Ford Motor Company set bigger goals for its Fusion model, targeting even further than just outpacing the crowned Toyota Camry, all that while being rather expensive in regard to its competitor.
The Fusion’s sale surge – 13% so far this year – has cut a quarter of Camry’s sales lead, demonstrating how much consumers care about attractive design and has also shown how aggressively U.S. carmakers can now compete in all segments. Now, Ford is testing with additional supply the staying power of a more than $2,300 per-sale premium that Fusion has commanded this year over America’s longtime best-selling car, the Camry.

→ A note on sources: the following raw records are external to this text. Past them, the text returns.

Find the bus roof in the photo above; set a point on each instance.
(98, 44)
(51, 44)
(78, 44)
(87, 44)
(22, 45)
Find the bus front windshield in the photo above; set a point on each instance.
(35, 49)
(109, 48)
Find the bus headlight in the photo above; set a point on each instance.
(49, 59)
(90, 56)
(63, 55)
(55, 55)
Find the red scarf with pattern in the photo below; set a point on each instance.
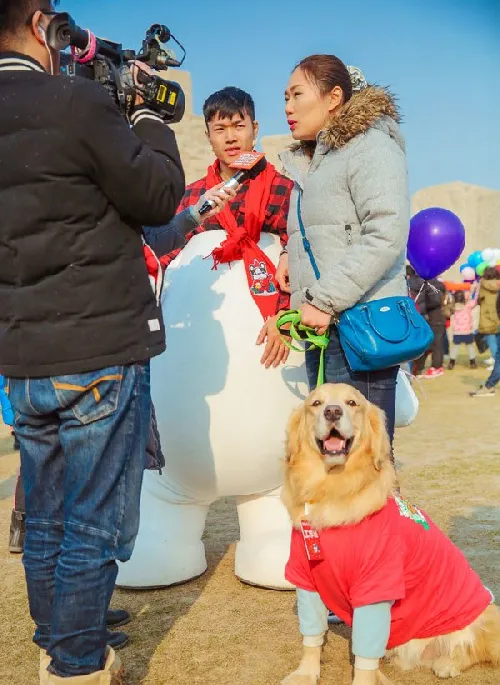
(242, 241)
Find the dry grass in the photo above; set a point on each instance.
(216, 630)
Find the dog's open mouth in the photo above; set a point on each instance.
(335, 444)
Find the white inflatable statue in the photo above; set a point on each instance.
(222, 418)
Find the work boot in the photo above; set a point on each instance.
(44, 664)
(17, 532)
(117, 640)
(116, 618)
(112, 674)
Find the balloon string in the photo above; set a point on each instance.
(431, 286)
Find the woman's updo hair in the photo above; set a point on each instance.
(326, 72)
(491, 274)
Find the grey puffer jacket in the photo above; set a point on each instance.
(355, 207)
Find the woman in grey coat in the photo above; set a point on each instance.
(350, 168)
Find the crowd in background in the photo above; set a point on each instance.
(460, 315)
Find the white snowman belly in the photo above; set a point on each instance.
(222, 416)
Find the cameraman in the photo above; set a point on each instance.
(78, 325)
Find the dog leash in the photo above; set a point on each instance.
(305, 334)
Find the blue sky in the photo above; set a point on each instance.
(441, 57)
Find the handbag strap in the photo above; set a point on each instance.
(316, 341)
(305, 242)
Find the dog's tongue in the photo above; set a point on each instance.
(334, 445)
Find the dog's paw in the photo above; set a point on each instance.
(445, 668)
(298, 678)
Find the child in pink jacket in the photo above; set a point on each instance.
(462, 326)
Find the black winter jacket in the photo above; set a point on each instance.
(76, 186)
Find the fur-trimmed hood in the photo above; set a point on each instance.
(372, 107)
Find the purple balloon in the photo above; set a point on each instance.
(436, 241)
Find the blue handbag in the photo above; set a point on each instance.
(380, 334)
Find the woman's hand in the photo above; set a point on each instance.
(275, 352)
(315, 318)
(219, 196)
(282, 273)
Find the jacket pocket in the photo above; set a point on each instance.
(90, 396)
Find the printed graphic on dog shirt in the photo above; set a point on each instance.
(410, 511)
(262, 281)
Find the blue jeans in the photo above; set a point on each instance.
(83, 440)
(379, 387)
(495, 374)
(491, 340)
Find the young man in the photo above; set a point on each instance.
(231, 128)
(78, 325)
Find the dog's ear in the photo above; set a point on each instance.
(294, 432)
(379, 444)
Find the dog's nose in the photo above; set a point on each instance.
(333, 412)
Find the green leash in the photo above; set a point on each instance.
(305, 334)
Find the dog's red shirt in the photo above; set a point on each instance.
(397, 554)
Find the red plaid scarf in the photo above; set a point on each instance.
(242, 242)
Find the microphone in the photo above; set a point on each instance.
(249, 165)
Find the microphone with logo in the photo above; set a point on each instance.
(249, 165)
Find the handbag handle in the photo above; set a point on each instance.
(305, 242)
(402, 308)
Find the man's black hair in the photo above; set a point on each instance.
(14, 14)
(227, 102)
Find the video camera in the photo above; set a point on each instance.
(106, 63)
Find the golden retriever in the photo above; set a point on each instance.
(338, 466)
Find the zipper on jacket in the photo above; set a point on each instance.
(348, 230)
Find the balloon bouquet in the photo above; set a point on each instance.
(436, 241)
(478, 262)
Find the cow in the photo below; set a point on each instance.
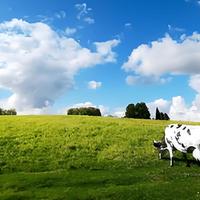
(184, 138)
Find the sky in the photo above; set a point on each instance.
(55, 55)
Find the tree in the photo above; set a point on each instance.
(166, 117)
(8, 112)
(158, 114)
(161, 115)
(139, 110)
(130, 111)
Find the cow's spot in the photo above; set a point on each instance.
(188, 131)
(179, 125)
(178, 134)
(183, 145)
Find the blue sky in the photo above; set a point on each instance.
(105, 54)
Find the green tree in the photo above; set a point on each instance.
(158, 116)
(139, 110)
(130, 111)
(166, 117)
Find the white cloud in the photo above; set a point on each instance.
(133, 80)
(105, 49)
(177, 109)
(94, 85)
(128, 25)
(166, 56)
(70, 31)
(83, 12)
(194, 82)
(175, 29)
(89, 20)
(60, 15)
(38, 65)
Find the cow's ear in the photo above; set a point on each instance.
(156, 144)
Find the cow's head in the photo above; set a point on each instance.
(159, 144)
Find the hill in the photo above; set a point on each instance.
(80, 157)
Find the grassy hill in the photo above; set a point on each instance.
(76, 157)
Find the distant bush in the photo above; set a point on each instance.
(8, 112)
(90, 111)
(161, 116)
(139, 111)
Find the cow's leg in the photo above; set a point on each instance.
(186, 160)
(160, 152)
(171, 156)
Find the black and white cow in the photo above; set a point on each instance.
(183, 138)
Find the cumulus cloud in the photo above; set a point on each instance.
(105, 49)
(128, 25)
(38, 65)
(175, 57)
(176, 108)
(83, 12)
(89, 20)
(70, 31)
(60, 15)
(94, 85)
(134, 80)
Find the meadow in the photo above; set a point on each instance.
(81, 157)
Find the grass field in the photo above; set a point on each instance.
(76, 157)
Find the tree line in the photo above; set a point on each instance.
(8, 112)
(139, 111)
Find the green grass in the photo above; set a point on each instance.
(76, 157)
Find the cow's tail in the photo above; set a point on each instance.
(196, 154)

“Ford has managed to be a volume player competitive with the Toyota Camry and the Honda Accord while still maintaining a far more competitive price point,” said Alec Gutierrez, an analyst with Kelley Blue Book. “You might see prices come down a few hundred dollars, but I don’t think they face any significant risk of serious price degradation. They’re going to hold their premium spot in the segment.”

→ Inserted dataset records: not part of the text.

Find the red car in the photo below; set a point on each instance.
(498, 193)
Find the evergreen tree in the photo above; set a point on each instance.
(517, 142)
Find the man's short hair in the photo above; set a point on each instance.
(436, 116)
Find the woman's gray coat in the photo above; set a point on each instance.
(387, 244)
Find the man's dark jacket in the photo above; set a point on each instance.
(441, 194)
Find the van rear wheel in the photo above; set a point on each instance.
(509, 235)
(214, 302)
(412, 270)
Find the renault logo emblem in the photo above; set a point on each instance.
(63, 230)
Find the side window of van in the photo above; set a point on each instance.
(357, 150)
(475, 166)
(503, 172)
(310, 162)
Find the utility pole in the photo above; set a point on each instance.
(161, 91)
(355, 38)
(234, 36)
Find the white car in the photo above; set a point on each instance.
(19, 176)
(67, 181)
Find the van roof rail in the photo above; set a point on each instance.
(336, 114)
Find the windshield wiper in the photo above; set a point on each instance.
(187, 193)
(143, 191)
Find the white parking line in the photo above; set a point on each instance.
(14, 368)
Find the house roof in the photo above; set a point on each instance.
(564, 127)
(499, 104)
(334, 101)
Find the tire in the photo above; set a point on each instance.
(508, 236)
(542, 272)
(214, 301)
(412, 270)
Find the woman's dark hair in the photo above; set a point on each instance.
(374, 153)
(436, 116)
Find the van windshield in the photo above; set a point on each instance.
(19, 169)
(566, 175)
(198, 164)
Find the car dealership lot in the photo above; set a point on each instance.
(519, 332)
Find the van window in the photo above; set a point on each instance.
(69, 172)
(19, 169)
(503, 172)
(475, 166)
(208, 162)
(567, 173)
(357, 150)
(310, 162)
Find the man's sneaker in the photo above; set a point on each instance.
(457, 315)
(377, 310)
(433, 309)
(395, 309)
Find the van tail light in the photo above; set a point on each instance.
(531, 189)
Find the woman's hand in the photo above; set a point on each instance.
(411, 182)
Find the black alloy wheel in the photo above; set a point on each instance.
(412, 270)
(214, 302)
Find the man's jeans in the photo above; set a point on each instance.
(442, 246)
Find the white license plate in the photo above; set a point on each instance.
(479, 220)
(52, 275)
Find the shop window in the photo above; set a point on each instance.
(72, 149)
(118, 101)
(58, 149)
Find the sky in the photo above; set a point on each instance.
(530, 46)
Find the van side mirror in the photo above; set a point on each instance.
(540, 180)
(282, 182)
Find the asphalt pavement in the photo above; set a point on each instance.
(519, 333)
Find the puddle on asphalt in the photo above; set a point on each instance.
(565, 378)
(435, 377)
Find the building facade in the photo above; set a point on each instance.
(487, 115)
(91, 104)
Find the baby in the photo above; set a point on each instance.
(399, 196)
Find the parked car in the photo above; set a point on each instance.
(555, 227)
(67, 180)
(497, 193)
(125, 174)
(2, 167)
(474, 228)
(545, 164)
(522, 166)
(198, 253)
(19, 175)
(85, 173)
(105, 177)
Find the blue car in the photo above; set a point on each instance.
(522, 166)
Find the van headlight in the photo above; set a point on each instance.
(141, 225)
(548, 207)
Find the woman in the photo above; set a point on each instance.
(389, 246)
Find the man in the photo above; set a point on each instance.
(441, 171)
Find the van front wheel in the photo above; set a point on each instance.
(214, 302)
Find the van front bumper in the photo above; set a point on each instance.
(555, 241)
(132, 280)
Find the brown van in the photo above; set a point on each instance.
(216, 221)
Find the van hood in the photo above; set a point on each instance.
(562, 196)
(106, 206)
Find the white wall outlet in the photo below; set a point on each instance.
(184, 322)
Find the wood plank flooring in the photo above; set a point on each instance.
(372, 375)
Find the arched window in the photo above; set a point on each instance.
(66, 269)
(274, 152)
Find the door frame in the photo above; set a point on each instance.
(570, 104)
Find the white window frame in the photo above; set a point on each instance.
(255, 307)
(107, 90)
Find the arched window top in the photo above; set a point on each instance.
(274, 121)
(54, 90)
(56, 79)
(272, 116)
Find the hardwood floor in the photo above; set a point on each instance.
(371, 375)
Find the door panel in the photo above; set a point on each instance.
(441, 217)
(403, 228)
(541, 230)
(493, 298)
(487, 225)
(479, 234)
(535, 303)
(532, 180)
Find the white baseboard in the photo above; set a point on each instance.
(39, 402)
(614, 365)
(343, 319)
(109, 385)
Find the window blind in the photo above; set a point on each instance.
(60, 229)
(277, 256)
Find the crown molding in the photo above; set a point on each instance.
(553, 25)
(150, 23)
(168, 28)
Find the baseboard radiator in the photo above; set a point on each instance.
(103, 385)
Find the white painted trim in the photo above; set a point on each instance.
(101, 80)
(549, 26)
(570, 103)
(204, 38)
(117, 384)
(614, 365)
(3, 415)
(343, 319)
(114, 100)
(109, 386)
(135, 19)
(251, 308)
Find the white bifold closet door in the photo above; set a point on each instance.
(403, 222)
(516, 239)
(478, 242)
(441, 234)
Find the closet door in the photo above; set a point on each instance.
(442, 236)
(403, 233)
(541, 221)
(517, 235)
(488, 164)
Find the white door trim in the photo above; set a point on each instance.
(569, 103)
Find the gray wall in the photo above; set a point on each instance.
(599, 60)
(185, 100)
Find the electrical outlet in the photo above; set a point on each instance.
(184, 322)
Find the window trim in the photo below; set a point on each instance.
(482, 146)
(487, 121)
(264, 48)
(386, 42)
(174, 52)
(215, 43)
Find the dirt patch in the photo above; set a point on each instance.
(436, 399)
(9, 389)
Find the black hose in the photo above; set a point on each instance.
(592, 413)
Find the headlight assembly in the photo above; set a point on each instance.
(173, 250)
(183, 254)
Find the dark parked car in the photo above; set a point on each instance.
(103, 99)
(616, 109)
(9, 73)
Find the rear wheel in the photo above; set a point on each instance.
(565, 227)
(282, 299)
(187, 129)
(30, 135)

The Fusion is Ford’s best shot at eventually reclaiming the car-sales crown it last held in the 1990s heyday of the Taurus. The good sales have also overwhelmed capacity at the only plant where the model has been made. In Hermosillo, Mexico, the assembly plant couldn’t make more than about 350,000 Fusions and Lincoln MKZ sedans. The Mustang assembly plant in Flat Rock, Michigan, has now hired 1,400 employees to produce as many as 100,000 more Fusions.